Officially, its intent is to prevent the government from forcing business owners to violate their religious beliefs.
Unofficially, its intent is to appease the hatred of gays and lesbians by the religious Right, a key constituency of the Republican party.
Thus, a bakery that doesn’t want to make a cake for a gay wedding or a restaurant that doesn’t want to serve lesbian patrons now has the legal right to refuse to do so.
And a hospital can legally turn away a gay patient if it wants to.
The bill passed overwhelmingly by both chambers of the Republican-controlled state legislature. And was signed into law by the governor who is now Vice President-elect.
Indiana Governor Mike Pence
“Today I signed the Religious Freedom Restoration Act, because I support the freedom of religion for every Hoosier of every faith,” Mike Pence said in a statement on the day he signed the bill.
“The Constitution of the United States and the Indiana Constitution both provide strong recognition of the freedom of religion but today, many people of faith feel their religious liberty is under attack by government action.”
Bill-signing ceremonies are usually highly public events. Governors–and Presidents–normally want their constituents to see them creating new legislation.

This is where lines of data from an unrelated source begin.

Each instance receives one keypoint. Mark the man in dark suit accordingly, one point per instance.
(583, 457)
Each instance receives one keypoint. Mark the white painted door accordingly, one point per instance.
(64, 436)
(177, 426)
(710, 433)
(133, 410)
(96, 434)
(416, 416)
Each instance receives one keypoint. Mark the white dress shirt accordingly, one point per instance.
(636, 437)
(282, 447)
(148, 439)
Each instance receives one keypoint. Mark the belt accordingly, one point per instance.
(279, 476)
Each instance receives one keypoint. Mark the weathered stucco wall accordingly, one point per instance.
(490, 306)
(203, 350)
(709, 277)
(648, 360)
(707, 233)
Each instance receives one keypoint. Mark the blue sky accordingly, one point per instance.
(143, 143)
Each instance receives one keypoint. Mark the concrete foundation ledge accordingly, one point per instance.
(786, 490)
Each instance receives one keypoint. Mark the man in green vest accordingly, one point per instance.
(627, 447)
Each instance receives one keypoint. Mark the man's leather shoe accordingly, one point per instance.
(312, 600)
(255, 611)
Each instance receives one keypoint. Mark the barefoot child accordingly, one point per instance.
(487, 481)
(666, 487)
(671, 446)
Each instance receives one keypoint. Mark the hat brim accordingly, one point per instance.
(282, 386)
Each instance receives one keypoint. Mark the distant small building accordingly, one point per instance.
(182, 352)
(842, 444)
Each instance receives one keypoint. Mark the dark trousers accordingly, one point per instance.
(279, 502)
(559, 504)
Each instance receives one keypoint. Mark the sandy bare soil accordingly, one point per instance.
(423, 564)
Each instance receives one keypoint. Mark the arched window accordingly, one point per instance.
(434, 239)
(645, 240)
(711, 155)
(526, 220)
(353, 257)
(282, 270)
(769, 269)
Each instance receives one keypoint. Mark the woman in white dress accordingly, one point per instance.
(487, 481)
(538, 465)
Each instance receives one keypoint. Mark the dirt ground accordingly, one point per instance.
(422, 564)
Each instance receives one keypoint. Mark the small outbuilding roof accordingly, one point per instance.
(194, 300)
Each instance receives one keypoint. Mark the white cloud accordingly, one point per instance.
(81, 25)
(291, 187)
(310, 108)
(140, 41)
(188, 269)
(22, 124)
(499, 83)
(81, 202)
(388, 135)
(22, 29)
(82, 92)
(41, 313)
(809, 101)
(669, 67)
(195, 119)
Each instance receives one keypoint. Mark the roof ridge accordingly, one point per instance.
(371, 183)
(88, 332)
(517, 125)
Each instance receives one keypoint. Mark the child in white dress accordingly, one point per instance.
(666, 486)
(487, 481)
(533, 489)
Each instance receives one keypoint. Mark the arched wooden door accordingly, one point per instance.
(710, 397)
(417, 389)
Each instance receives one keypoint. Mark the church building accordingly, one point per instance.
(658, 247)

Yet for all his praise for the bill, Pence signed it in a ceremony closed to the public and the press.
On June 22, 1941, German dictator Adolf Hitler ordered the invasion of the Soviet Union. Shortly afterward, he appeared to have second thoughts.
Turning to an aide, he said: “At the beginning of each campaign, one pushes a door into a dark, unseen room. One can never know what is hiding inside.”
Maybe Pence, like Hitler, sensed that he was pushing open “a door into a dark, unseen room.”
And this may well be the case.
Through that door has already marched the First Church of Cannabis, founded by Bill Levin. Its registration has been officially approved by the Indiana Secretary of State, and the IRS has granted the church tax-exempt status.
A mural in the church in the style of “The Creation of Adam” features two hands–where one is passing a joint to the other.
No doubt many Indiana legislators are furious that their effort to attack gays may have brought legal marijuana to their highly conservative state.
But worse may be to come.
Since 9/11, Right-wingers such as Rush Limbaugh and Sean Hannity have warned that Muslims are trying to impose Sharia (Islamic law) on America.
And now Indiana’s legislators, in elevating religion above the law, have pushed upon that door “into a dark, unseen room.”
Actually, both the leaders of the Republican party and adherents of Sharia agree:
- Women should have fewer rights than men.
- Abortion should be illegal.
- There should be no separation between church and state.
- Religion should be taught in school.
- Religious doctrine trumps science.
- Government should be based on religious doctrine.
- Homosexuality should be outlawed.
Eventually, some Muslims in Indiana will claim their rights–guaranteed in Islamic religious law. One of these is to have as many as four wives.
And they will claim that the Religious Freedom Restoration Act protects those rights.
Imagine this happening on a national scale–and you’ll have the America that’s swiftly approaching.